Last week the WA Premier Colin Barnett was challenged by the opposition in Parliament about the state’s lack of a central IT strategy and accused of making staff cuts to the Department of Commerce’s digital economy unit.
The debate was followed by a report issued by Murphy’s office uncovering failing standards of IT management in some areas of the public sector, and at least one project on a steady path to failure.
Opposition commerce spokesperson Kate Doust has accused the government of leaving innovation in WA “starving to death”.
“For six years Colin Barnett has done nothing but ignore the future economic development of our state.”
“There is so much money to be saved and gained through implementing a thought-out ICT strategy not only through increased efficiencies within the public sector but also by facilitating tech innovation state wide,” she said.
But Murphy told iTnews that the public service has yet to forget what happened the last time that WA experimented with centralised IT control, as it still picks up the pieces of its dumped shared services scheme.
“There is a general recognition across WA that we don’t have a great history of success when it comes to central control of IT, and here I’d refer back to the state’s experience with shared services,” he said. “I think that people are understandably cautious about a central approach.”
He also attributed a lack of focus on forward-thinking IT initiatives within agencies to the turbulence that the transition into the state’s central Oracle ERP platform and its subsequent decommissioning has caused.
“Where a lot of effort was put into rolling out shared services and a whole lot of focus was subsequently put into the decommissioning, there is not a much time left to offer attention to sustained improvement.”
One of the areas of improvement that the Auditor identified in particular was information security.
For the past six or so years his office has been comparing the compliance of WA agencies with international security benchmarks, to see if the scrutiny would work as an incentive for them to improve their game.
“It is a question that led us to conduct the same assessments year-on-year. The first two years showed some improvements, so we thought ‘great this is working’. But the next year saw a decline.
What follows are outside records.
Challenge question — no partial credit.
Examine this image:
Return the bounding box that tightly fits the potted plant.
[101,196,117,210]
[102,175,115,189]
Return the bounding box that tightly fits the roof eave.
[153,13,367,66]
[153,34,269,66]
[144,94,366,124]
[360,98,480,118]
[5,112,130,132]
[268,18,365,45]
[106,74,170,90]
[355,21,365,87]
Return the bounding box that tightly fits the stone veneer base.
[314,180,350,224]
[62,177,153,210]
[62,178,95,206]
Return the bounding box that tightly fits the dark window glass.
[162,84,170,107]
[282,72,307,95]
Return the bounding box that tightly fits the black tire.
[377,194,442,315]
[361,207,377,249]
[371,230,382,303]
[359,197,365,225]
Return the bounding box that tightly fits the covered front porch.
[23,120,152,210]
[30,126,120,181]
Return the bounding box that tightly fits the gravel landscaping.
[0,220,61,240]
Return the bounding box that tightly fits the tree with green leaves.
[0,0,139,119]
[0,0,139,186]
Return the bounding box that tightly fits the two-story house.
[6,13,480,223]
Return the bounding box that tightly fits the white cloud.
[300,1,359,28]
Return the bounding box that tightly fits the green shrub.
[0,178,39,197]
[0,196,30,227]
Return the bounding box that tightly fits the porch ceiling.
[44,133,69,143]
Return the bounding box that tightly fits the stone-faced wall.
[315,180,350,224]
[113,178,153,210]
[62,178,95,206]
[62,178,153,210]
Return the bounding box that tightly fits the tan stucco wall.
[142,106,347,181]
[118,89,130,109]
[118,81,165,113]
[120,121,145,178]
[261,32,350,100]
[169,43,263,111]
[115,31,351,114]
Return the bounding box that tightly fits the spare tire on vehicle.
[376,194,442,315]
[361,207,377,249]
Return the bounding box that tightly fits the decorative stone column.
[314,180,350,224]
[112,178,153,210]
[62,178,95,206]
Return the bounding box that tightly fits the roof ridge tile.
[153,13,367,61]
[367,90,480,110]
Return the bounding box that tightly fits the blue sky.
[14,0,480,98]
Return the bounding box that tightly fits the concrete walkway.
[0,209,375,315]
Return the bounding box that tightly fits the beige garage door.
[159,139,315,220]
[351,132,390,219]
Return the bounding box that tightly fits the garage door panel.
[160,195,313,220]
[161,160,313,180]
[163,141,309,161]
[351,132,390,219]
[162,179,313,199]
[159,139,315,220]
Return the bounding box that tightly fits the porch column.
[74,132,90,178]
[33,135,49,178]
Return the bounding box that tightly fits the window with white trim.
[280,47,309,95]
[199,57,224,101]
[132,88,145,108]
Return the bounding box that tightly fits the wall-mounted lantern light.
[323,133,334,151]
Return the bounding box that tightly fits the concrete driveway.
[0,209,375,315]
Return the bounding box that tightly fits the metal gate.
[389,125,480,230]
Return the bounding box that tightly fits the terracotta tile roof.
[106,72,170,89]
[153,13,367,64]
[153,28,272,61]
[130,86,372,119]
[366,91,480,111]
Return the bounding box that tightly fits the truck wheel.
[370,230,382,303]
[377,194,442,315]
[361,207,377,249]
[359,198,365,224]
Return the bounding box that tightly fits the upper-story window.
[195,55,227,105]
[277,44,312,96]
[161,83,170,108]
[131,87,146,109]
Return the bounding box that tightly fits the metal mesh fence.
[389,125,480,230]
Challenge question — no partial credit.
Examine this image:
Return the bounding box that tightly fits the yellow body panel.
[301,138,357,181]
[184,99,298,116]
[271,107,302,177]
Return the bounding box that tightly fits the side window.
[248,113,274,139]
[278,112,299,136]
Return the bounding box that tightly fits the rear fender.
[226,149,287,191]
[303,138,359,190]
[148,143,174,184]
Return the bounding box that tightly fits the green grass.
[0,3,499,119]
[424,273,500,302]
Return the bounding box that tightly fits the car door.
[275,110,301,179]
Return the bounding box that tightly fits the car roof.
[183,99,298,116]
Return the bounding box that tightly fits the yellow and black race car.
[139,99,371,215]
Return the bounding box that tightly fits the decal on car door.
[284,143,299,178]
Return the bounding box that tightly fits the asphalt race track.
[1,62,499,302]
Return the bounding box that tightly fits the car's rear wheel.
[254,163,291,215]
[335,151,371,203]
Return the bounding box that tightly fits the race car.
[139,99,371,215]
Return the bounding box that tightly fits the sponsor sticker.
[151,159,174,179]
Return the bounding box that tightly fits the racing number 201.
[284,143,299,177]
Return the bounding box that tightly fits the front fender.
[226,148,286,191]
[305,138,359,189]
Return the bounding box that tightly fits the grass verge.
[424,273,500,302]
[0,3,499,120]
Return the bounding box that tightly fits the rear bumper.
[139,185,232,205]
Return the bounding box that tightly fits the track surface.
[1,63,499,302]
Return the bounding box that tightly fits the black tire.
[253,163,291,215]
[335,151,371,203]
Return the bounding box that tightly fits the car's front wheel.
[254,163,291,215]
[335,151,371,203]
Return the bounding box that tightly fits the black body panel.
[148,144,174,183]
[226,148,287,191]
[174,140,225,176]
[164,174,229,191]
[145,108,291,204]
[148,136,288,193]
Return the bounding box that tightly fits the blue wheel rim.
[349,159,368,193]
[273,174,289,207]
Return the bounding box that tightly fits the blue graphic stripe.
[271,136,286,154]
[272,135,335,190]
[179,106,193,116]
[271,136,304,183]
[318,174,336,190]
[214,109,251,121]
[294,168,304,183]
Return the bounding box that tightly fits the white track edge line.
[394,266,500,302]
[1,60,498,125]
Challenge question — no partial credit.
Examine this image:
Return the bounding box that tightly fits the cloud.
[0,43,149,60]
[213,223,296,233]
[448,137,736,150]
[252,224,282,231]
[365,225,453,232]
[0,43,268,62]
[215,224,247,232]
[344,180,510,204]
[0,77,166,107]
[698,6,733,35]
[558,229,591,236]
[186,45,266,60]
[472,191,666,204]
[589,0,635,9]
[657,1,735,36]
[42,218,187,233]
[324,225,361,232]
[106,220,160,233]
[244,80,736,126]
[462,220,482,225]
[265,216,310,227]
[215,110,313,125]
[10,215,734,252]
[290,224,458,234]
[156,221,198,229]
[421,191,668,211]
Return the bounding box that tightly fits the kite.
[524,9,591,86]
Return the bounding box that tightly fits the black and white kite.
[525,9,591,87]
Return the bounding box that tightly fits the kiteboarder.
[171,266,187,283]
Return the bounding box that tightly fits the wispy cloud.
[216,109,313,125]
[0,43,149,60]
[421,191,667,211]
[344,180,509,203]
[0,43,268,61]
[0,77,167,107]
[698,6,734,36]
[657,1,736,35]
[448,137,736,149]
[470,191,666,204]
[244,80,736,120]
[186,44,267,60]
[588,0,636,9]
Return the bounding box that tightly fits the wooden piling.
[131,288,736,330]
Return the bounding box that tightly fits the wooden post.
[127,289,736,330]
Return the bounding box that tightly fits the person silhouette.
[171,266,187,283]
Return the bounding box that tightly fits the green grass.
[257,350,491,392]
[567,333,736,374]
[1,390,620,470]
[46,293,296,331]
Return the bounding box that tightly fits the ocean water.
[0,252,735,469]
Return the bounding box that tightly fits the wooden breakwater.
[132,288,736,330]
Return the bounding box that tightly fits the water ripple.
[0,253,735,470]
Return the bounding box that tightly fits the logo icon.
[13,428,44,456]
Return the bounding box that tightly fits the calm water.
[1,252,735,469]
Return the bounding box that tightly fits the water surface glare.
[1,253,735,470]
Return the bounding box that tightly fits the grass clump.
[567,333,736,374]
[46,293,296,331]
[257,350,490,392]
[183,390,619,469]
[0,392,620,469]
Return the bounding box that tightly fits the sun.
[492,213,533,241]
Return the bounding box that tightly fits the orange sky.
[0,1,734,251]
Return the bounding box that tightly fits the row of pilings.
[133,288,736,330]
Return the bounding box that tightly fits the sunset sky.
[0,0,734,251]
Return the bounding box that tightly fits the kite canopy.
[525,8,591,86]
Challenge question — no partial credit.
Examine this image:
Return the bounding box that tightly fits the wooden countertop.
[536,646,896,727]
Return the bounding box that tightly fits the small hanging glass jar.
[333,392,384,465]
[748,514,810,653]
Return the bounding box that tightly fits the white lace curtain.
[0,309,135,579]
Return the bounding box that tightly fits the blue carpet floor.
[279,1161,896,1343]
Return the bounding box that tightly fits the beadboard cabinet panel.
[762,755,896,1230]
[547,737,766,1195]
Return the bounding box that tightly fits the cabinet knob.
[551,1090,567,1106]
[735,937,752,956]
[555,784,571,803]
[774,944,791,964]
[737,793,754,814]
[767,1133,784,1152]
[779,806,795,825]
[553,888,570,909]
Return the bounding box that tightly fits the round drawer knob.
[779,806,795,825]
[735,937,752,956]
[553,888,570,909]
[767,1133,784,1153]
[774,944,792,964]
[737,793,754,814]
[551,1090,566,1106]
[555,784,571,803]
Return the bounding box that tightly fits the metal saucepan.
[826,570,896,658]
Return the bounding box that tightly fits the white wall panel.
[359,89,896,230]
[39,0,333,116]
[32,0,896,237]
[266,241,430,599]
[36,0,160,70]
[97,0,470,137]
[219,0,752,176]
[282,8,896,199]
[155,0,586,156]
We have not been able to establish a clear pattern since.”
Murphy would not be drawn on his personal views on whether a central IT strategy overseen by a single unit of IT champions would benefit the state, saying it was not his role to make policy judgements.
But Gartner’s peak government IT analyst in Australia, Glenn Archer, said he can’t imagine how a modern corporate enterprise – government included – could effectively operate without a central strategic lead.
“It is hard to imagine any large corporate enterprise that doesn’t see IT as sitting at the core of how it functions internally or delivers services to its customers or citizens,” he said.
“I think the same perspective could be applied to government. Having a central policy agency or a central operational agency that takes an interest in the broad use and application of IT and how to maximise the services that are delivered is a critically important need. And I think that not having that is likely to compromise the interests of good service delivery more broadly.”
Without or without central government control, Murphy made it clear that the absence of a set of IT rules should not let agencies off the hook.
“The message we are trying to send to agencies is that agencies need to give a bit more attention to their information systems. I understand that they have a lot of competing priorities right now, but IT really needs to have a place in the mix.
“The lack of a mandated approach to IT doesn’t mean that agencies don’t have to follow the best practices that they can,” he said.